5. Hustled for extra interviews at OCI at hospitality suites. (Picked up several and got callbacks from all of them.)
6. Went to hospitality suites for all the firms I interviewed with and spoke with the attorneys staffing them (was able to talk about meeting someone back in 1L year at a panel -- it wasn't that I had developed a connection, but that I could demonstrate long-standing interest in the firm by giving that name).

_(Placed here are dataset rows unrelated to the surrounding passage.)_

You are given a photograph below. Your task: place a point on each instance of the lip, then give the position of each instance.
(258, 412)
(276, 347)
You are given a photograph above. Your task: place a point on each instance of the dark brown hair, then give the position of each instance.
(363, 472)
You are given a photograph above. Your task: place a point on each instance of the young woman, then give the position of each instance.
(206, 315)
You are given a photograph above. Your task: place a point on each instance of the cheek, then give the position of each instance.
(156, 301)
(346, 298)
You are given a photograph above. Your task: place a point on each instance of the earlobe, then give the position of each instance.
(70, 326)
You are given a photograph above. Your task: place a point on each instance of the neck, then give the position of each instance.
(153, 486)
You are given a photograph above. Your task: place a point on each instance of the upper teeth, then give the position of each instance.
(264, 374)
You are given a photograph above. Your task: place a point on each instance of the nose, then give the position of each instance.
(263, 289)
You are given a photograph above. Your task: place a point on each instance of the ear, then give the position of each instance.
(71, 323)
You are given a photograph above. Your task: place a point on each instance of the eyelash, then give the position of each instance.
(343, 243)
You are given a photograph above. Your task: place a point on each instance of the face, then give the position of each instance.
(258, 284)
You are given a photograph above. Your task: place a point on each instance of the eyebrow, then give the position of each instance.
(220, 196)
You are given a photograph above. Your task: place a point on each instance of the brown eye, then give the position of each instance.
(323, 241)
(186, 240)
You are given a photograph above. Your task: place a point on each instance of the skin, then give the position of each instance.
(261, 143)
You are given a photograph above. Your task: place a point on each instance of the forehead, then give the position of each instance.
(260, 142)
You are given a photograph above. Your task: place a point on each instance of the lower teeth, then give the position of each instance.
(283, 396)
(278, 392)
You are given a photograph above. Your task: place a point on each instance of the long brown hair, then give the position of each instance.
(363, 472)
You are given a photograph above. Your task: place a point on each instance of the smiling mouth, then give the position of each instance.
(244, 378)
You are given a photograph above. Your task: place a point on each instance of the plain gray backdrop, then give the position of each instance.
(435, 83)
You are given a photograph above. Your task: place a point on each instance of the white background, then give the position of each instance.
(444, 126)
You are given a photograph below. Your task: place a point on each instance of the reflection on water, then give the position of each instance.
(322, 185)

7. Aggressively sold being "old" in my interviews. I had identified the red flags on my resume and generally sought to mitigate them in the interview before I was even asked about them. I sold myself as someone who had enough experience to know what I wanted (and didn't want), knew what working full-time was like, knew what it was like to be a client (not a legal client, but I was able to talk about it in a way that I could show an awareness of needing to keep client needs in mind even as a junior associate), knew what it was like to be a manager, knew what it was like to be a subordinate, etc. I was also (I think
) personable and enthusiastic (in a restrained way) in the interviews. I made sure going in that I knew how to talk about what experience I had gained in my 1L job. I tried to answer questions about myself in a way that would show what I could bring to the table that would be valuable to them.
8. Scheduled callbacks so that some of firms I was least excited about were first. I screwed up a couple of my first callbacks. I was glad they were with firms that were not as good of a fit for me. I took stock of what I did wrong, and how I could fix it.